3. How is the GSA Schedule Work Assigned?
In a Contractor Teaming Arrangement (CTA), the team members mutually agree upon which sections of the proposal they could complete based on the core competencies. An agreement is drafted to state who would be responsible for which activities. The nature of a CTA often lends itself to fairly equal workloads for both companies involved.
It's important to note that when forming a team in response to a small business set-aside, all team members must meet the socioeconomic status for the set-aside and the limitations on subcontracting (FAR 52.219-14) apply.
When you enter into a prime/subcontractor agreement, the prime contractor will assign the work that needs to be completed by the subcontractor. There also may be additional requirements for how much work can be performed by each partner in a prime/ subcontractor relationship, particularly if an opportunity is awarded under a certain small business set-aside.
4. How Do You Invoice the Government?
For a Contractor Teaming Arrangement (CTA), you may identify one team member who will take care of the administration of the invoices, but each team member must still report the sales on their own GSA Schedule.
Regardless of how the structure of the invoice is set up, the pricing for each product or service must be in line with the pricing awarded on the team member’s GSA Schedule who will either be supplying the products or performing the services.
In a prime/ subcontractor agreement, the terms, conditions, and awarded pricing will be what is awarded on the prime contractor's Schedule. If you would like more information about specific small business subcontracting goals for this fiscal year, you can visit the Small Business Administration (SBA) website.
5. What Range of Products/Services Can Be Offered?
When you enter into a CTA to respond to an opportunity, you have the entire breadth of the scope of products/ services on each team member’s GSA Schedule. You enter into CTA’s across different Large Categories.

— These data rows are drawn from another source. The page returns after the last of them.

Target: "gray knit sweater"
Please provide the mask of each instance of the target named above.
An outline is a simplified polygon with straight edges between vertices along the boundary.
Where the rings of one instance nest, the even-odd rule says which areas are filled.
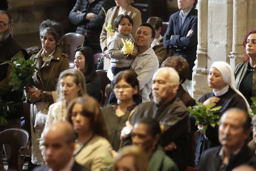
[[[121,38],[124,41],[126,39],[127,40],[130,39],[134,43],[133,50],[138,53],[138,48],[135,44],[135,41],[133,38],[133,36],[131,34],[127,36],[120,34],[118,32],[116,31],[115,35],[112,37],[111,40],[108,42],[108,49],[109,56],[111,58],[110,60],[111,66],[112,67],[118,68],[122,68],[129,67],[131,65],[134,58],[131,58],[127,55],[124,55],[123,52],[121,51],[123,44],[122,42]]]

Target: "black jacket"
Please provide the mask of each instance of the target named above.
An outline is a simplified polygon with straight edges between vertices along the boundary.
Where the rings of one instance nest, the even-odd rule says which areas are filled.
[[[86,29],[86,45],[92,49],[101,49],[100,35],[105,17],[101,7],[104,8],[106,13],[109,9],[114,5],[114,2],[113,0],[95,0],[90,4],[88,0],[77,0],[69,13],[69,19],[71,23],[78,26],[76,32],[84,34]],[[77,10],[81,11],[82,13],[77,13]],[[86,20],[85,16],[87,13],[90,13],[98,15],[90,20]]]
[[[6,40],[0,44],[0,64],[11,58],[20,51],[22,52],[24,57],[27,60],[28,54],[10,35]],[[9,86],[11,78],[9,76],[12,70],[11,67],[5,64],[0,66],[0,96],[2,99],[7,101],[13,101],[15,104],[16,111],[6,117],[7,119],[20,118],[23,115],[22,91],[12,91],[11,87]]]
[[[181,25],[179,16],[180,11],[173,14],[170,17],[168,27],[164,36],[164,46],[167,49],[175,50],[174,56],[181,56],[187,61],[189,64],[190,72],[188,79],[191,80],[194,61],[197,58],[197,10],[191,9]],[[186,36],[190,30],[193,33]],[[171,37],[172,40],[170,40]]]
[[[165,147],[174,142],[177,148],[166,151],[166,154],[177,164],[179,170],[187,168],[188,148],[189,145],[190,125],[187,107],[179,98],[175,97],[162,106],[151,101],[141,103],[137,107],[130,122],[134,125],[140,118],[148,117],[159,122],[164,127],[160,144]]]
[[[203,95],[199,101],[203,103],[210,97],[214,96],[213,93],[207,93]],[[231,88],[229,88],[227,92],[218,97],[220,99],[216,104],[216,106],[222,106],[222,108],[218,111],[218,114],[220,117],[226,111],[232,107],[237,107],[245,111],[247,111],[247,107],[243,99]],[[197,128],[197,126],[195,125],[195,120],[192,116],[190,116],[190,117],[191,129],[193,131],[196,131]],[[204,136],[200,132],[199,133],[196,149],[195,167],[197,167],[199,163],[201,162],[201,155],[204,151],[210,148],[220,145],[218,140],[218,129],[217,126],[213,128],[210,125],[208,125],[205,132],[207,139],[205,139]]]
[[[211,148],[203,154],[198,171],[220,171],[223,167],[223,162],[219,155],[221,146]],[[230,157],[225,171],[230,171],[240,165],[249,165],[256,169],[256,155],[249,147],[244,145],[238,153]]]
[[[49,168],[46,166],[39,166],[33,170],[33,171],[48,171]],[[90,170],[75,162],[71,171],[90,171]]]

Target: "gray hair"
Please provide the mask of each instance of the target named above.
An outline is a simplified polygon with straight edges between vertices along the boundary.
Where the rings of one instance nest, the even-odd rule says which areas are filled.
[[[44,21],[39,26],[39,34],[42,39],[46,34],[51,34],[58,44],[63,34],[62,27],[59,23],[53,20],[47,20]]]
[[[58,92],[58,101],[64,100],[64,96],[61,93],[61,80],[63,77],[68,76],[74,77],[74,82],[77,85],[79,84],[81,85],[81,89],[78,92],[78,97],[83,97],[86,95],[85,78],[84,74],[77,69],[69,69],[62,72],[59,77],[56,89]]]
[[[169,76],[170,77],[170,80],[172,82],[172,83],[176,83],[178,85],[179,84],[179,74],[175,69],[171,67],[161,68],[158,69],[155,74],[156,74],[158,72],[162,70],[166,71],[168,73]]]

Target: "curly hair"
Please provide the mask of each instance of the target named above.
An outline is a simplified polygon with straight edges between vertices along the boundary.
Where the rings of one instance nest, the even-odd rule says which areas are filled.
[[[186,81],[189,72],[188,63],[185,58],[181,56],[170,56],[163,62],[161,67],[170,67],[174,68],[179,74],[180,80],[182,80],[181,84]]]
[[[42,22],[39,28],[40,39],[46,34],[51,34],[57,44],[59,44],[63,35],[62,27],[60,23],[53,20],[47,20]]]

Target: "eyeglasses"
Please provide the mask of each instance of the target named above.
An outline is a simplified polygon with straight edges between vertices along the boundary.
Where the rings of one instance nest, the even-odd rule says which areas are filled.
[[[116,91],[119,90],[120,89],[123,89],[124,90],[125,90],[131,88],[131,87],[127,85],[116,85],[114,87],[114,89]]]
[[[3,28],[5,26],[5,25],[10,24],[11,23],[0,23],[0,28]]]

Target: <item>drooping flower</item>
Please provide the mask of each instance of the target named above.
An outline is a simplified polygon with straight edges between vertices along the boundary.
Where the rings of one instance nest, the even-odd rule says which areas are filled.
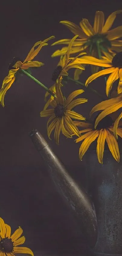
[[[60,21],[65,25],[75,35],[78,35],[79,38],[74,41],[72,49],[72,53],[85,51],[88,55],[96,58],[99,58],[98,52],[98,47],[100,48],[101,53],[103,51],[110,52],[115,51],[117,52],[122,50],[122,40],[118,38],[122,37],[122,26],[110,30],[112,26],[117,15],[122,12],[122,10],[116,11],[112,13],[108,17],[104,23],[104,14],[103,12],[97,11],[95,13],[94,23],[92,27],[86,19],[83,19],[80,23],[80,27],[73,22],[67,20]],[[63,39],[55,42],[52,45],[68,45],[70,39]],[[52,57],[55,57],[64,54],[67,47],[63,47],[61,50],[58,50],[52,55]],[[92,73],[95,73],[98,70],[94,69]],[[95,71],[96,70],[96,71]],[[76,70],[75,78],[78,77],[79,72]]]
[[[17,253],[27,254],[34,256],[32,251],[27,247],[18,247],[25,242],[24,236],[20,227],[11,235],[11,227],[0,218],[0,254],[1,256],[14,256]]]
[[[122,92],[122,52],[116,54],[114,53],[113,55],[107,52],[104,52],[104,54],[105,57],[103,58],[106,60],[106,63],[109,62],[110,67],[99,71],[89,77],[86,81],[86,86],[87,87],[90,83],[101,76],[110,74],[106,83],[106,93],[107,96],[112,88],[113,83],[119,78],[117,92],[118,93],[121,93]],[[101,61],[102,67],[104,67],[104,63],[102,63],[102,60]]]
[[[70,55],[71,53],[72,44],[77,36],[78,35],[75,36],[72,38],[69,43],[65,54],[64,56],[61,56],[57,67],[53,73],[52,78],[53,81],[56,81],[59,77],[68,75],[68,74],[67,71],[70,68],[76,68],[83,70],[85,69],[84,67],[76,60],[77,56],[73,58],[72,59],[70,59]],[[81,55],[85,54],[86,54],[85,52],[82,52]]]
[[[110,116],[107,116],[100,122],[95,130],[93,123],[79,121],[74,122],[77,126],[82,128],[79,131],[81,134],[85,133],[76,140],[76,143],[84,140],[79,149],[79,157],[81,160],[91,143],[97,138],[96,150],[99,162],[103,164],[105,141],[113,157],[119,162],[120,154],[118,143],[114,135],[113,121]],[[118,128],[117,132],[122,138],[122,128]]]
[[[95,129],[99,122],[105,117],[112,113],[117,111],[122,107],[122,93],[118,97],[107,100],[104,101],[95,106],[92,109],[90,113],[91,116],[96,111],[103,110],[99,115],[96,120],[94,128]],[[117,138],[117,128],[120,120],[122,117],[122,112],[119,115],[116,119],[114,126],[114,133],[116,139]]]
[[[85,118],[71,110],[77,105],[87,101],[87,99],[82,98],[73,100],[74,98],[84,92],[83,90],[73,92],[67,99],[64,100],[61,90],[61,79],[59,80],[55,86],[57,97],[51,103],[53,108],[43,110],[40,113],[41,117],[50,117],[47,124],[48,135],[51,139],[50,135],[54,129],[54,138],[58,144],[59,144],[61,131],[68,138],[72,138],[71,134],[73,132],[77,136],[81,136],[78,129],[71,118],[79,120],[85,120]]]
[[[36,43],[29,52],[27,57],[24,61],[20,60],[20,58],[14,58],[12,63],[9,64],[9,71],[8,76],[6,77],[2,83],[1,88],[0,90],[0,103],[3,107],[4,98],[7,91],[10,88],[13,84],[15,78],[15,75],[20,69],[28,69],[29,68],[33,67],[40,67],[44,65],[40,61],[32,61],[35,57],[38,54],[42,46],[48,45],[46,42],[54,38],[53,36],[47,38],[44,41],[39,41]]]

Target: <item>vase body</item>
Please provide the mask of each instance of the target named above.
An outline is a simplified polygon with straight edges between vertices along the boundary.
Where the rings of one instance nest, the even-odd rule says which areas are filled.
[[[103,164],[96,150],[86,153],[82,162],[88,174],[88,193],[94,205],[98,236],[92,254],[122,255],[122,160],[119,163],[109,151],[104,153]],[[121,156],[122,157],[122,156]]]

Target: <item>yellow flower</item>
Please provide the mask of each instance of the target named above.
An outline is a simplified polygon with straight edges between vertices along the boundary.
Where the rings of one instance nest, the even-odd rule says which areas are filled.
[[[99,58],[98,45],[101,52],[107,49],[110,52],[111,50],[117,52],[121,51],[122,40],[117,39],[122,36],[122,26],[111,30],[110,29],[117,15],[122,11],[122,10],[116,11],[112,13],[108,17],[105,23],[104,14],[103,12],[97,11],[93,27],[86,19],[83,19],[80,22],[80,27],[67,20],[60,21],[61,23],[66,26],[75,35],[78,35],[80,38],[76,39],[74,41],[72,53],[81,52],[85,49],[85,51],[88,55]],[[55,42],[52,45],[68,45],[70,40],[70,39],[61,39]],[[52,56],[64,55],[67,49],[67,47],[65,47],[61,50],[58,50],[53,54]],[[95,69],[94,67],[92,70],[92,73],[95,73],[98,70],[97,67],[97,69],[96,68]],[[80,73],[79,70],[76,70],[75,79],[78,79]]]
[[[73,92],[64,100],[61,90],[61,79],[55,87],[57,97],[51,103],[53,108],[43,110],[40,113],[41,117],[50,117],[47,124],[48,135],[51,139],[51,133],[55,129],[54,138],[58,144],[59,144],[59,136],[61,130],[63,134],[68,138],[72,138],[71,134],[73,132],[77,136],[81,136],[78,129],[71,118],[79,120],[85,120],[85,118],[71,110],[75,106],[87,101],[87,99],[82,98],[72,100],[75,97],[83,92],[84,91],[83,90],[77,90]]]
[[[113,83],[118,78],[119,81],[117,91],[118,93],[120,93],[122,92],[122,52],[114,54],[113,56],[107,52],[104,52],[104,54],[106,57],[103,58],[106,60],[107,64],[109,63],[110,67],[99,71],[89,77],[86,81],[86,86],[87,87],[90,83],[97,77],[110,74],[106,83],[106,93],[107,96],[112,88]],[[102,61],[101,60],[101,66],[104,67]]]
[[[14,81],[15,78],[15,75],[17,71],[20,69],[28,69],[29,67],[39,67],[44,65],[43,63],[40,61],[32,61],[32,60],[38,54],[42,46],[47,45],[48,44],[46,43],[46,42],[54,38],[54,36],[51,37],[44,41],[39,41],[36,43],[23,62],[21,61],[20,59],[18,59],[18,58],[13,58],[12,63],[9,65],[10,70],[8,74],[5,78],[2,88],[0,90],[0,103],[1,102],[1,104],[3,107],[4,106],[4,98],[5,94]]]
[[[95,130],[93,123],[74,121],[77,126],[81,127],[83,129],[80,131],[81,134],[85,133],[76,140],[76,143],[84,140],[79,149],[79,157],[80,160],[82,160],[83,156],[91,143],[97,138],[97,153],[99,162],[103,164],[106,140],[113,157],[116,161],[119,161],[119,150],[117,142],[113,134],[113,122],[110,116],[106,117],[99,123],[96,129]],[[122,138],[122,128],[118,128],[117,132],[117,134]]]
[[[70,59],[70,54],[71,53],[72,47],[73,42],[77,37],[78,35],[75,36],[71,40],[68,46],[67,50],[64,56],[61,56],[60,60],[57,65],[56,68],[54,70],[52,76],[52,80],[55,81],[59,77],[62,76],[67,76],[68,74],[67,71],[70,68],[76,68],[78,69],[84,70],[84,67],[77,60],[78,56]],[[85,54],[85,52],[82,52],[80,55]],[[78,55],[79,56],[79,55]]]
[[[20,227],[11,235],[11,227],[0,218],[0,254],[1,256],[14,256],[17,253],[27,253],[33,256],[33,253],[27,247],[18,247],[25,240],[25,236],[20,237],[23,232]]]
[[[90,115],[96,111],[103,110],[100,114],[96,120],[94,128],[96,128],[97,125],[102,119],[106,116],[109,115],[114,112],[117,111],[122,107],[122,93],[115,98],[104,101],[99,103],[94,107],[90,114]],[[122,117],[122,112],[119,115],[116,119],[114,126],[114,133],[116,139],[117,138],[117,128],[120,119]]]

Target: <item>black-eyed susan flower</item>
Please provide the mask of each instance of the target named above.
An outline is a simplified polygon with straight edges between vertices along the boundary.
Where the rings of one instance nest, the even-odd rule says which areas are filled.
[[[98,123],[106,116],[115,112],[122,107],[122,93],[120,93],[118,97],[110,99],[104,101],[99,103],[94,107],[90,113],[91,116],[96,111],[103,110],[97,118],[94,124],[95,129]],[[122,117],[122,112],[116,119],[114,126],[114,133],[116,139],[117,138],[117,127],[119,121]]]
[[[83,141],[79,149],[79,157],[81,160],[91,143],[97,139],[96,151],[99,162],[103,164],[105,141],[113,157],[119,162],[120,154],[118,143],[114,135],[113,121],[110,116],[107,116],[100,122],[96,129],[94,128],[94,123],[79,121],[74,121],[74,122],[77,126],[82,128],[82,130],[79,131],[81,136],[76,140],[76,143]],[[122,128],[118,127],[117,132],[122,138]],[[82,135],[84,133],[84,134]]]
[[[24,61],[22,62],[18,58],[14,58],[12,63],[9,64],[9,71],[8,76],[6,77],[2,83],[1,89],[0,90],[0,103],[4,106],[4,98],[7,91],[10,88],[15,81],[16,74],[20,69],[26,70],[29,67],[40,67],[44,65],[40,61],[32,61],[38,54],[42,46],[47,45],[46,42],[54,38],[52,36],[45,39],[44,41],[39,41],[36,43],[31,49]]]
[[[77,36],[78,35],[76,35],[72,38],[69,43],[65,54],[64,56],[61,56],[57,67],[53,73],[52,78],[53,81],[56,81],[59,77],[68,75],[68,74],[67,71],[70,68],[75,68],[81,70],[85,69],[84,67],[76,60],[77,56],[71,59],[70,59],[70,55],[71,53],[72,44]],[[82,52],[80,55],[85,54],[86,54],[85,52]]]
[[[68,138],[72,138],[71,134],[73,133],[77,136],[81,136],[78,129],[71,118],[79,120],[85,120],[85,118],[71,110],[77,105],[87,101],[87,99],[82,98],[73,100],[74,98],[84,92],[83,90],[73,92],[67,99],[64,100],[61,90],[61,79],[55,86],[57,97],[51,103],[53,108],[43,110],[40,113],[41,117],[50,117],[47,124],[48,135],[50,139],[51,133],[54,129],[54,138],[58,144],[59,144],[61,131]]]
[[[17,253],[27,254],[33,256],[33,253],[27,247],[18,245],[25,242],[24,236],[20,236],[23,232],[20,227],[11,235],[11,227],[0,218],[0,254],[1,256],[14,256]]]
[[[78,35],[79,38],[74,41],[72,49],[72,53],[85,51],[88,55],[96,58],[100,58],[98,53],[98,47],[100,52],[103,51],[118,52],[122,50],[122,40],[118,39],[122,37],[122,26],[120,26],[111,30],[117,15],[120,13],[121,10],[116,11],[112,13],[104,22],[104,14],[103,12],[97,11],[95,13],[94,23],[92,27],[86,19],[83,19],[80,23],[80,27],[73,22],[67,20],[60,21],[74,34]],[[52,45],[68,45],[70,39],[63,39],[55,42]],[[61,50],[58,50],[52,55],[55,57],[64,55],[67,49],[67,47],[63,47]],[[97,67],[94,68],[92,66],[92,73],[98,70]],[[80,72],[79,72],[80,71]],[[80,70],[76,69],[74,79],[78,79]]]
[[[86,81],[86,86],[87,87],[89,84],[99,77],[110,74],[106,83],[106,93],[107,96],[112,88],[113,83],[118,79],[117,92],[118,94],[121,93],[122,92],[122,52],[116,54],[114,53],[112,55],[107,52],[104,52],[104,54],[105,56],[103,58],[104,60],[106,60],[106,63],[109,63],[110,67],[89,77]],[[102,67],[105,67],[104,64],[102,63],[102,60],[101,61]]]

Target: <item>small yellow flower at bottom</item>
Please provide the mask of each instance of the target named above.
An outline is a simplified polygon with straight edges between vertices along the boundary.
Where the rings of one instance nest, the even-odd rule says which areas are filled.
[[[17,253],[27,254],[34,256],[33,252],[27,247],[18,245],[25,242],[24,236],[20,236],[23,230],[20,227],[11,235],[11,227],[0,218],[0,254],[1,256],[14,256]]]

For example, an IT Large Category F Schedule contractor can partner with a Professional Services Schedule (PSS) contractor. However, when you enter into an agreement as a subcontractor, you can only offer those services awarded on the prime contractor’s GSA Schedule.
A Note on Joint Ventures
Now that GSA has released much anticipated Joint Venture (JV) guidance for JV entities looking to get a GSA Schedule, there are some questions as to how JV Mentor Protégé program partnerships compare to CTAs and prime/subcontracting agreements.
The Mentor Protégé program is a SBA program that fosters mentorship between an experienced contractor and a business looking to enter the market. Through this program, an experienced partner can form a JV with their protégé provided they are a small business, to get a GSA Schedule.
With JV entities, a JV agreement is submitted at the time of an MAS offer, so the terms and conditions as well as the period of performance are all established upon award. While using the Mentor Protégé program, JV entities will not have to submit a subcontracting plan and they will retain the socioeconomic status of the protégé of the partnership for 2 years from the date award.
As you can see this partnership differs from from CTAs and prime/subcontractor agreements, but can still be a viable and successfully opportunity for your company.
Selling to the Government through a GSA Schedule
Both of these channels are excellent ways to expand your footprint in the federal government marketplace. The Contractor Teaming Arrangement (CTA) is more beneficial for GSA Schedule holders trying to meet their minimum sales requirement or companies that are interested in having their own prime GSA contract, but the subcontractor agreement can be a great way to gain past performance with agencies you otherwise would not have had access to. Subcontracting agreements are also required if you are considered an "Other than Small Business."